Having worked for years planning set designs on paper, I now rarely use drawing preparation. I am hungry for the immediacy of paint. My work is spontaneous and often relies on getting my feelings down quickly. When painting, I am completely immersed in the process. I build a reverberating relationship with the canvas, a push and pull of chance and control. As much is taken away from the painting as is added, with constant building and washing of the canvas aiming to evoke an atmosphere drawn from the painting process, the initial emotional trigger, and the color palette employed. I use palette knife, cloth, brush and sponge to add, remove, scratch, blur and work the paint, often utilizing large amounts of water poured down the canvas which makes it necessary to paint in Wellingtons….. I have also recently taken to drawing into the paint with charcoal. Each painting has its own life and I know from instinct when a piece is finished, some happen very quickly while others need to be returned to many times before they are complete.

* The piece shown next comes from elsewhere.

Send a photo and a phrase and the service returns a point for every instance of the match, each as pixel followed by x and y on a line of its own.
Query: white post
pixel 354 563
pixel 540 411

What was the best advice given to you as an artist?
My former Art tutor, Artist Graham Rich, told me to never present myself as a “local” artist and to always aim for a national and international audience.
Prefer to work with music or in silence?
When I’m working in the studio I work to Radio 4. I love the reliable background voices, and the way the day is marked by the dependable programming. I don’t actively listen to it, but find it comforting and conducive to my work environment.